According to a Hamilton County Express article entitled “State of New York taxes a shell game” dated 2/22/2012, the Hamilton county Board of Supervisors is looking to increase their county sales tax to 4% as well.
In a general sense, we support the concept of Home Rule, which means that residents have local control of their government through their local municipalities and school district. In reality, there is very little Home Rule. The enormous problem of unfunded and underfunded state mandates is one glaring example of this, but it is true in other areas, too, as we saw last fall when the Saratoga County Board of Supervisors wanted to raise the county sales tax to 4%. That proposal was immediately squashed by the Assembly and Senate representatives. The county was forced to raise property taxes instead. Now Saratoga County is looking for a reform of the home rule process to enable them to set the sales tax and other “revenue rates” (fees?).

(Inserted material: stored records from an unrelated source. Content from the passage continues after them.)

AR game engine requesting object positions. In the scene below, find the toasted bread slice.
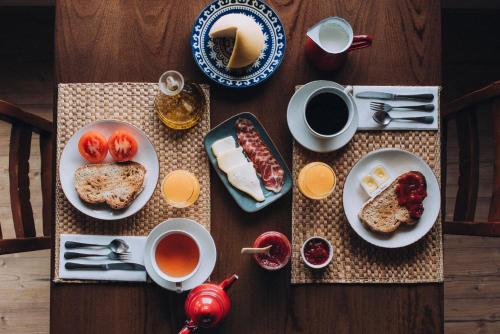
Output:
[75,161,146,210]
[358,171,425,233]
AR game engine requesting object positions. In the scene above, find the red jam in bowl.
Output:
[396,172,427,219]
[304,238,330,266]
[253,231,292,270]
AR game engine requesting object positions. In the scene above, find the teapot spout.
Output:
[179,320,197,334]
[219,274,238,291]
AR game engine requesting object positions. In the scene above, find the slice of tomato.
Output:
[108,130,137,162]
[78,131,108,163]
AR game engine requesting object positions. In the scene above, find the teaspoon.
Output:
[64,239,129,254]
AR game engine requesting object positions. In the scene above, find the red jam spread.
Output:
[304,238,330,265]
[253,232,292,270]
[396,172,427,219]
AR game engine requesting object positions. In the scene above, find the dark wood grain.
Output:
[0,100,53,254]
[9,123,36,238]
[51,0,443,333]
[442,81,500,236]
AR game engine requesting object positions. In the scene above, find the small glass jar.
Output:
[154,71,206,130]
[253,231,292,271]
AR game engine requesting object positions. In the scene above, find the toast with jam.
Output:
[358,171,427,233]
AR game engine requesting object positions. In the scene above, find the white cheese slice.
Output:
[217,146,248,173]
[212,136,236,158]
[227,162,266,202]
[209,14,264,69]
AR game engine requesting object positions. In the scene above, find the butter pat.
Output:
[361,175,378,196]
[370,165,389,185]
[208,14,264,69]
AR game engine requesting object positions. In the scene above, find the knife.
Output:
[64,262,146,271]
[356,92,434,102]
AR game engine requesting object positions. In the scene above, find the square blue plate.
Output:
[203,112,292,212]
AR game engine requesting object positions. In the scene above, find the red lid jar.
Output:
[253,231,292,270]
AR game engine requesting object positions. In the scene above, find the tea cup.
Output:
[149,230,201,293]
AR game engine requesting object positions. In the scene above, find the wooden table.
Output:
[51,0,443,334]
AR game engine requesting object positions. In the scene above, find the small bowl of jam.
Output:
[300,237,333,269]
[253,231,292,270]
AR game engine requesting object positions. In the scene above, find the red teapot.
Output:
[179,274,238,334]
[305,17,372,71]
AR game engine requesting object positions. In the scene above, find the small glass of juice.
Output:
[161,169,200,208]
[297,162,337,200]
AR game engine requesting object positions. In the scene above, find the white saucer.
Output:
[287,80,358,153]
[59,120,160,220]
[144,218,217,291]
[343,148,441,248]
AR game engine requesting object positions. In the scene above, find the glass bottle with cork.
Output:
[154,71,206,130]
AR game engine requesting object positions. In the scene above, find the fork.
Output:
[370,102,434,112]
[64,252,129,261]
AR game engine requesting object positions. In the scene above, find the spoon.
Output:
[64,239,129,254]
[241,245,273,254]
[372,110,434,126]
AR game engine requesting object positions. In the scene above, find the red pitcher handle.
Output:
[347,35,373,51]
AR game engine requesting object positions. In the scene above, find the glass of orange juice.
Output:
[297,162,337,200]
[161,169,200,208]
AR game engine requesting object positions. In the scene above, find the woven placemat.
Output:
[54,83,210,282]
[291,131,443,284]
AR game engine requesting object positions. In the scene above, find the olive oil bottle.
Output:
[154,71,206,130]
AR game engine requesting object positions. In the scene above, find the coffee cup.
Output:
[303,87,354,139]
[150,230,201,293]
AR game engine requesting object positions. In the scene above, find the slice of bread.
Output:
[358,171,425,233]
[75,161,146,210]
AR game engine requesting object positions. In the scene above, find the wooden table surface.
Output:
[51,0,443,334]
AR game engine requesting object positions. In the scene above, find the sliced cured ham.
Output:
[236,118,285,193]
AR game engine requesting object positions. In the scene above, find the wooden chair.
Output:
[441,81,500,236]
[0,100,53,254]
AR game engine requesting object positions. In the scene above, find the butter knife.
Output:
[64,262,146,271]
[356,91,434,102]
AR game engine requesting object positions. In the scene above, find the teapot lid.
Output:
[185,286,228,328]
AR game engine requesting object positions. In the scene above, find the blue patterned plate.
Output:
[191,0,286,88]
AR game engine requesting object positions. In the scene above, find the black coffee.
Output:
[306,93,349,136]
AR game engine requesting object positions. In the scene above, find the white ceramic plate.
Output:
[343,148,441,248]
[144,218,217,291]
[286,80,358,153]
[59,120,160,220]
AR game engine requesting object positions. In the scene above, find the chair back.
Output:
[441,81,500,236]
[0,100,54,254]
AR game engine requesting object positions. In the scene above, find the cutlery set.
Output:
[64,239,146,271]
[356,91,434,126]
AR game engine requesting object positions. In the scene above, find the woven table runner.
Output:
[291,131,443,284]
[54,83,210,282]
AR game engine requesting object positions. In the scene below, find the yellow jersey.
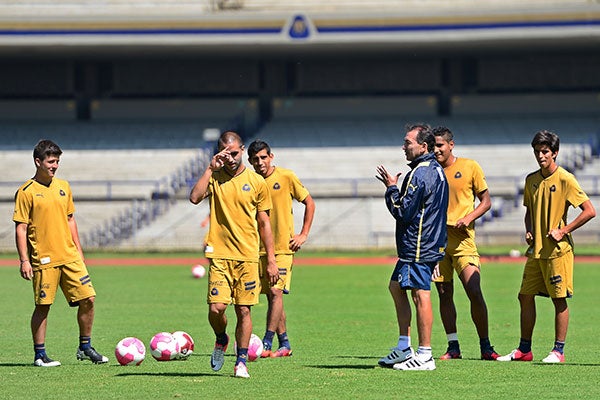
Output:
[13,178,81,270]
[523,167,589,259]
[444,157,488,229]
[205,168,272,262]
[260,167,309,254]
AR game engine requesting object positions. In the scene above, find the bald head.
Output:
[219,131,243,150]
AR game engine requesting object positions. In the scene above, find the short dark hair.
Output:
[33,139,62,160]
[405,122,435,153]
[432,126,454,142]
[531,129,560,153]
[248,139,271,157]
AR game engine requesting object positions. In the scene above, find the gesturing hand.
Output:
[375,165,402,187]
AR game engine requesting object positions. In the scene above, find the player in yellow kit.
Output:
[498,130,596,363]
[13,140,108,367]
[190,132,279,378]
[248,140,315,357]
[433,126,499,360]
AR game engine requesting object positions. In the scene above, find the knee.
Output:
[235,306,250,319]
[208,303,227,315]
[79,296,96,309]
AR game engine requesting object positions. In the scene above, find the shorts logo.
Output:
[550,275,562,285]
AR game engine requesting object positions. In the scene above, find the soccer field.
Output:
[0,256,600,400]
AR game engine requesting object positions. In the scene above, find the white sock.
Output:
[396,336,410,350]
[417,346,431,361]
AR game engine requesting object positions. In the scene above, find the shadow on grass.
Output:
[115,372,220,378]
[307,364,380,370]
[436,357,600,368]
[0,363,33,368]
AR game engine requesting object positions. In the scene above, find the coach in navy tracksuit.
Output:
[377,124,448,370]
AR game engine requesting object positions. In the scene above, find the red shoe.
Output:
[260,349,273,358]
[271,347,292,358]
[440,349,462,360]
[542,350,565,364]
[481,347,500,361]
[496,349,533,361]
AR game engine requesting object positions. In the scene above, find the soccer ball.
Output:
[233,333,264,361]
[173,331,194,360]
[115,337,146,365]
[150,332,179,361]
[192,264,206,278]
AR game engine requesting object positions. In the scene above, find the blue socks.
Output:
[33,343,46,360]
[263,331,275,350]
[552,340,565,354]
[79,336,92,350]
[235,347,248,365]
[277,332,292,349]
[215,332,229,346]
[519,338,531,353]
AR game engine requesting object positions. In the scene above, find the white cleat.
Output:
[379,347,414,368]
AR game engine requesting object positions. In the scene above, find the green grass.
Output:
[0,258,600,400]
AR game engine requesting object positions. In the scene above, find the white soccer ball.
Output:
[115,337,146,365]
[150,332,179,361]
[192,264,206,279]
[173,331,194,360]
[233,333,264,361]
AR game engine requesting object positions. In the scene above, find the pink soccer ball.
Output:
[233,333,264,361]
[115,337,146,365]
[150,332,179,361]
[173,331,194,360]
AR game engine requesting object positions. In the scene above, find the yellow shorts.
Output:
[33,260,96,306]
[259,254,294,294]
[206,258,260,306]
[433,254,481,282]
[519,251,573,299]
[434,226,480,282]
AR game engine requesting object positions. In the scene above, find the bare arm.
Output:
[290,194,315,251]
[67,214,83,260]
[256,211,279,285]
[15,222,33,280]
[548,200,596,242]
[190,148,231,204]
[525,207,533,246]
[455,189,492,228]
[190,165,213,204]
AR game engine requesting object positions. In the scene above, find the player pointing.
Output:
[190,132,279,378]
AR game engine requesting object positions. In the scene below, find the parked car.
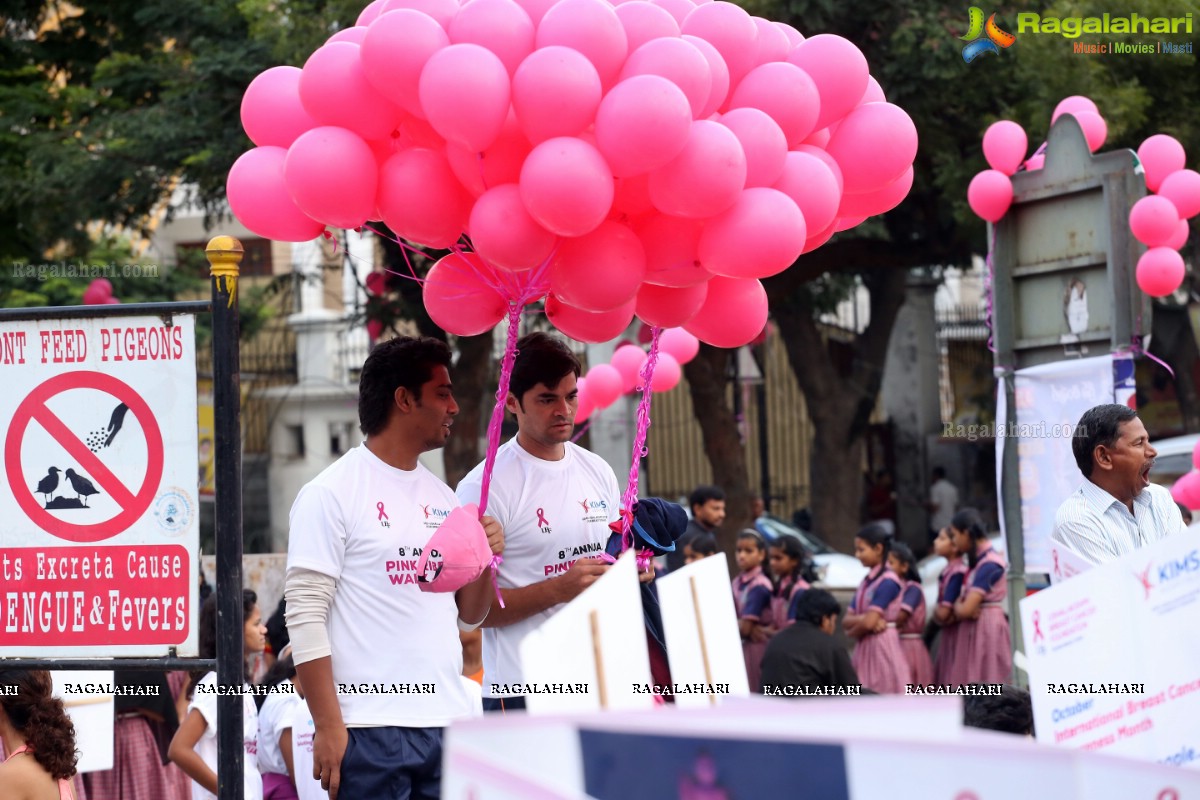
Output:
[754,515,866,591]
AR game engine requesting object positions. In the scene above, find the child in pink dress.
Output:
[733,528,772,693]
[770,536,809,631]
[888,542,934,686]
[934,528,967,684]
[842,522,911,694]
[950,509,1013,684]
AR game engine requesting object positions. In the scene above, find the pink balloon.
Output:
[420,44,510,152]
[650,353,683,392]
[467,184,558,271]
[608,344,646,392]
[751,17,792,66]
[787,34,864,130]
[825,102,917,194]
[241,67,318,148]
[578,359,622,408]
[768,151,841,235]
[635,281,708,327]
[512,46,601,144]
[521,137,613,236]
[1138,247,1186,297]
[679,35,730,120]
[1072,112,1109,152]
[546,293,634,345]
[325,25,367,44]
[967,169,1013,222]
[300,42,403,139]
[377,148,472,249]
[679,2,758,86]
[595,74,691,178]
[446,0,534,77]
[536,0,629,89]
[637,213,713,288]
[1050,95,1100,125]
[383,0,458,30]
[1166,219,1192,249]
[226,148,325,241]
[659,327,700,363]
[617,0,679,54]
[550,221,646,312]
[650,0,696,25]
[684,277,767,348]
[720,108,788,187]
[983,120,1030,175]
[618,37,719,118]
[1129,194,1180,247]
[1158,169,1200,219]
[650,120,746,218]
[445,113,532,197]
[730,61,821,148]
[838,167,913,217]
[362,8,450,119]
[696,187,806,278]
[422,253,509,336]
[1138,133,1187,192]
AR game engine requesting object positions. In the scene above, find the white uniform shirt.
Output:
[187,672,263,800]
[1052,480,1183,564]
[288,444,472,728]
[457,438,620,697]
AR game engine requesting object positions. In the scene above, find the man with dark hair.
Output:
[1054,403,1183,564]
[284,337,504,800]
[762,589,858,694]
[667,485,725,572]
[457,332,620,711]
[962,684,1033,736]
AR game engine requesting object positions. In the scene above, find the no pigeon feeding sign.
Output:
[0,315,199,657]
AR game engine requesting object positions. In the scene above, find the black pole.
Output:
[205,236,245,800]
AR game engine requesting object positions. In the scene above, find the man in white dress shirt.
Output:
[1054,403,1183,564]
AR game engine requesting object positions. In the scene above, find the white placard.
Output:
[521,549,654,714]
[1021,531,1200,769]
[656,553,750,708]
[0,314,199,657]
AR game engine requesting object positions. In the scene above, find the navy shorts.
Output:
[337,728,442,800]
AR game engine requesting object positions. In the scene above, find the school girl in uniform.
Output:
[934,528,967,685]
[769,536,809,631]
[733,528,773,693]
[950,509,1013,684]
[842,522,911,694]
[888,542,934,686]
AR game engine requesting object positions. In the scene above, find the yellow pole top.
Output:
[204,236,244,278]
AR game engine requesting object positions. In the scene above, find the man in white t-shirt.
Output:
[284,337,504,800]
[457,332,620,711]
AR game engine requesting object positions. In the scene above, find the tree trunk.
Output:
[442,331,493,487]
[774,266,906,553]
[683,344,754,554]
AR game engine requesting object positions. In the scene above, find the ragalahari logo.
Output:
[959,6,1016,64]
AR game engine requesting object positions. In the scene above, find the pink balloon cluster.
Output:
[228,0,917,347]
[1129,133,1200,297]
[575,327,700,422]
[83,278,121,306]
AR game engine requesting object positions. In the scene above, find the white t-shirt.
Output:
[288,444,470,728]
[929,477,959,530]
[457,438,620,697]
[258,680,297,775]
[292,700,329,800]
[187,672,263,800]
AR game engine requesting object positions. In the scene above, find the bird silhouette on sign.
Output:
[37,467,62,504]
[64,468,100,505]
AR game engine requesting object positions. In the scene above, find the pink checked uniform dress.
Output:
[851,565,912,694]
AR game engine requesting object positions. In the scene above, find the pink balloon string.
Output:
[620,325,662,554]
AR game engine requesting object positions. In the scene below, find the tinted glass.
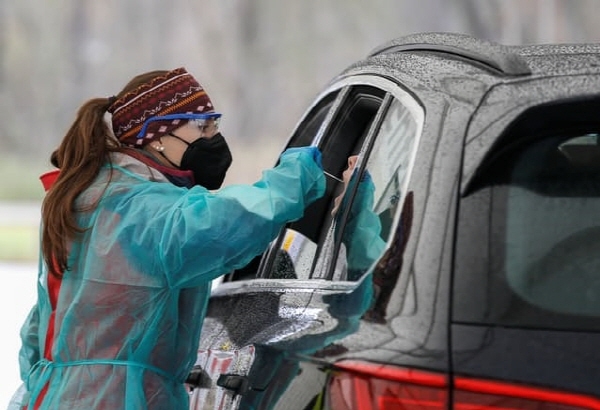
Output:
[322,100,417,280]
[455,130,600,329]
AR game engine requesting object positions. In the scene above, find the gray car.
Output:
[188,33,600,410]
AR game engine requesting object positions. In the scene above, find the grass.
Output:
[0,138,282,262]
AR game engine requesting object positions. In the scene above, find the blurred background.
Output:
[0,0,600,406]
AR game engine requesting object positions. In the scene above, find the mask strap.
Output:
[167,132,191,147]
[158,132,185,169]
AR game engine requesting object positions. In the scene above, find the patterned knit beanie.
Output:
[108,67,214,147]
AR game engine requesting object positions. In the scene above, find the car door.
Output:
[191,76,423,409]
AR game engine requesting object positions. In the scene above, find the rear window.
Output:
[453,101,600,330]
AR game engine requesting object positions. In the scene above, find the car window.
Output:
[454,127,600,329]
[315,99,418,281]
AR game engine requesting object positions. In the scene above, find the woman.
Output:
[11,68,325,410]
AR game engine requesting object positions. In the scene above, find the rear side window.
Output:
[453,101,600,330]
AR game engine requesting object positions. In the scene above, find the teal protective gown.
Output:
[12,150,325,410]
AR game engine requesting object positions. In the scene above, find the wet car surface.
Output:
[190,33,600,410]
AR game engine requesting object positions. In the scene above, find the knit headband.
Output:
[108,67,214,147]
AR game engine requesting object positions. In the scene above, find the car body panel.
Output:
[192,33,600,409]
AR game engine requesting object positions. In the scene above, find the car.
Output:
[188,33,600,410]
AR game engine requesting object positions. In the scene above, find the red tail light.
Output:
[329,361,448,410]
[328,361,600,410]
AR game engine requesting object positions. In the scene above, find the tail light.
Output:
[328,361,600,410]
[329,361,448,410]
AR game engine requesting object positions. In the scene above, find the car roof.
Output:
[369,33,600,78]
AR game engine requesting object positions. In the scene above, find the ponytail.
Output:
[42,98,122,277]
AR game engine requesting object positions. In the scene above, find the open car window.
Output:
[267,85,422,281]
[454,97,600,330]
[316,96,419,281]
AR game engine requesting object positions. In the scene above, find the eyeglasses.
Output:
[137,112,223,139]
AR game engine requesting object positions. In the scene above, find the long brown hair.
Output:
[42,70,168,278]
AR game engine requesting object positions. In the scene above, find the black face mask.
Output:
[167,132,232,189]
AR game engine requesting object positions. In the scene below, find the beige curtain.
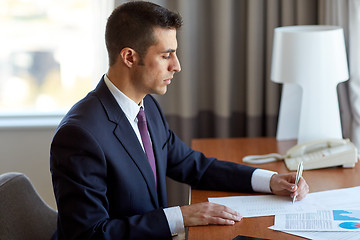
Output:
[319,0,360,152]
[148,0,318,144]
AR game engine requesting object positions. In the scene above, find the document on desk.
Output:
[209,195,316,217]
[209,187,360,217]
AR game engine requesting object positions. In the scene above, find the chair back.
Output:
[0,172,57,240]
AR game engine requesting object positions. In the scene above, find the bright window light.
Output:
[0,0,113,114]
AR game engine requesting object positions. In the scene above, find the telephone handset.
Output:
[243,139,357,171]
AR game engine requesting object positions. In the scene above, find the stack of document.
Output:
[209,187,360,240]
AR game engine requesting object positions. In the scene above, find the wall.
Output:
[0,125,189,209]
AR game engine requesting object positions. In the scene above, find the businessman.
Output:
[50,2,309,240]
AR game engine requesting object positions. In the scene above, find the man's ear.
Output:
[119,48,139,68]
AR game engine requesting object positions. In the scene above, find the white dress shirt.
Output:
[104,74,276,240]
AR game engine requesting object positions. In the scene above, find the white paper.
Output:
[209,187,360,218]
[273,210,360,232]
[209,195,316,217]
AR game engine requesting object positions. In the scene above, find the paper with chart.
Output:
[269,187,360,240]
[272,210,360,232]
[209,195,316,217]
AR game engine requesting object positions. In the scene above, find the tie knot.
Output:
[137,107,146,122]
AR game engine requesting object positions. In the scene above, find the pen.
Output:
[293,161,303,203]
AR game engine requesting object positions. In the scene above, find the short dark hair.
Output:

What we disagree with is the idea that increasing revenue is the solution to the crisis facing New York. The solution is to reduce the spending that is being mandated by the State. Increasing taxes will only hurt the local economy further, by taking money away from the people who would have spent it in their communities. Also, it will only further embolden more mandates and more spending. THIS HAS TO STOP! The solution is to ban all new unfunded mandates and to reform all existing mandates, including reducing the overall cost of the mandates and reducing or eliminating the county and school district share of the funding.